Effect of nitric oxide inhibition on blood pressure and renal function in TGR(mRen2)27 rats

We examined the effect of acute systemic blockade of nitric oxide synthesis on blood pressure and renal function in the monogenetically hypertensive TGR(mRen2)27 rat strain. Untreated conscious transgenic rats had significantly (p < 0.01) higher systolic blood pressures (185 ± 9 versus 130 ± 5 mm Hg) and urinary albumin excretion (32 ± 5 versus 6 ± 2 mg/day) than did control animals without evidence of renal insufficiency. Plasma and urinary nitric oxide metabolite levels did not differ between transgenic and control rats. i.v. administration of N(G)nitro-L-arginine methyl ester (10 mg/kg) to both groups caused similar elevations in systemic blood pressure (transgenic 25 ± 3 versus control 24 ± 3 mm Hg).

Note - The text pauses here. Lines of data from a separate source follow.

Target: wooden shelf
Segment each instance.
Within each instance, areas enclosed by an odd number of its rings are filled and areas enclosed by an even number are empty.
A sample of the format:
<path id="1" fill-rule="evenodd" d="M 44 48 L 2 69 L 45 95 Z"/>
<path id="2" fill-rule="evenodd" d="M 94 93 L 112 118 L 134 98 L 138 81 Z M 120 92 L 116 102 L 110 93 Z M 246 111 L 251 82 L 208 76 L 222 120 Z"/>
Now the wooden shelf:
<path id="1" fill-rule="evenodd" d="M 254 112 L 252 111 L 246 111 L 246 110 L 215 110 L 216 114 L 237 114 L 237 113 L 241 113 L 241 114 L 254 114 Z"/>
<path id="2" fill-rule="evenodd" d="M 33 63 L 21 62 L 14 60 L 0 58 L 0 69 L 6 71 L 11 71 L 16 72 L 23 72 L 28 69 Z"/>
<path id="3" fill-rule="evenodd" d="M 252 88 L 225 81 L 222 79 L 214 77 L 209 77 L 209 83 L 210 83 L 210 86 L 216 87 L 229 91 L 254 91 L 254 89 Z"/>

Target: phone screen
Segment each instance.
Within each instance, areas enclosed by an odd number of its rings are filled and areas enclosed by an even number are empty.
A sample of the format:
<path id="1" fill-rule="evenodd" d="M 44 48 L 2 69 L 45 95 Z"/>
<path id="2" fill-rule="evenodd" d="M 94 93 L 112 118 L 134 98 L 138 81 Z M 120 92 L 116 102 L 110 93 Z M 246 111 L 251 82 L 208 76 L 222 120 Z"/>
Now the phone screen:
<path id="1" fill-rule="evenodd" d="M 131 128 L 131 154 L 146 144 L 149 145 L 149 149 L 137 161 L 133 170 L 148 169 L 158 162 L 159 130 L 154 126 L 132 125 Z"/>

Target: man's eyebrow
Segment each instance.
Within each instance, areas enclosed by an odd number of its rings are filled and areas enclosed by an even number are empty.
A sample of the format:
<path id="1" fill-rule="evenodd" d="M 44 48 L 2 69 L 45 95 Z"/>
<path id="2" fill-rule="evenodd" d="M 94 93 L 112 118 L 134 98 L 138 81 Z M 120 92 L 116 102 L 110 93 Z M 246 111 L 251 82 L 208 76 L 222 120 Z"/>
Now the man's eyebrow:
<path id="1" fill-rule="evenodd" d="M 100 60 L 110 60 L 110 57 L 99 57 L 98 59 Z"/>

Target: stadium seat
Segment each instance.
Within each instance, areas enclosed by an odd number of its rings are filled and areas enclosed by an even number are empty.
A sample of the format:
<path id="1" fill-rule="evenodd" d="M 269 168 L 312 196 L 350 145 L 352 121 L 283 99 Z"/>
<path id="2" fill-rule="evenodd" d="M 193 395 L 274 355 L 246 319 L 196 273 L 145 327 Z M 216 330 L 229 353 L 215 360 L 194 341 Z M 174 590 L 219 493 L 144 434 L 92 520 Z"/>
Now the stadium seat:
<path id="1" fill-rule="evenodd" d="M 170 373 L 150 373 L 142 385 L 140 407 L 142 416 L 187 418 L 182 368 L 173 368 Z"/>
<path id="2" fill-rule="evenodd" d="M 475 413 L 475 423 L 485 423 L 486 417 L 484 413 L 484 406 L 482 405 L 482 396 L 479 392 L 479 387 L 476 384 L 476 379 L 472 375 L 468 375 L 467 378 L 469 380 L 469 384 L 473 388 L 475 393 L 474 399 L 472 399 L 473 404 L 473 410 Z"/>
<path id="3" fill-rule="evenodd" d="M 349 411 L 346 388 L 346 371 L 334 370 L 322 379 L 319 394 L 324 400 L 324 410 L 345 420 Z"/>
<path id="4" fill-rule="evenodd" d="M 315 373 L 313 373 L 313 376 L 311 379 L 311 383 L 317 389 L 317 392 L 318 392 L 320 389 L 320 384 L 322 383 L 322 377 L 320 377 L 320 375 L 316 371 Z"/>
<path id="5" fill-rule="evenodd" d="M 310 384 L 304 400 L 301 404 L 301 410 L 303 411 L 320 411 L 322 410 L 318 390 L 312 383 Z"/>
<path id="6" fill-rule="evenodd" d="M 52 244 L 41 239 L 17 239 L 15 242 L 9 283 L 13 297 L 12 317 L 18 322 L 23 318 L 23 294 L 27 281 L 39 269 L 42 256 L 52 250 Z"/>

N(G)-Nitro-L-arginine methyl ester induced reductions in whole kidney (1.4 ± 0.2 versus 0.7 ± 0.1 mL/min), and single nephron (23 ± 3 versus 11 ± 2 nL/min) glomerular filtration rates were significantly (p < 0.05) larger in transgenic than in control rats. This greater loss of GFR in transgenic animals was caused by a larger reduction in glomerular ultrafiltration coefficient (1.8 ± 0.2 versus 1.1 ± 0.1 nL·min^-1·mm Hg^-1, p < 0.05), a larger increase in afferent arteriole resistance (3.4 ± 0.2 versus 1.4 ± 0.1 dyne·s·cm^-5, p < 0.05), and a subsequently smaller rise in glomerular transcapillary pressure (10 ± 1 versus 5 ± 1 mm Hg, p < 0.05). These results indicate that the renal microvasculature and glomerular hydraulic conductivity or surface area of transgenic rats are more sensitive to nitric oxide inhibition and are consistent with an important role for nitric oxide in TGR(mRen2)27 kidney function.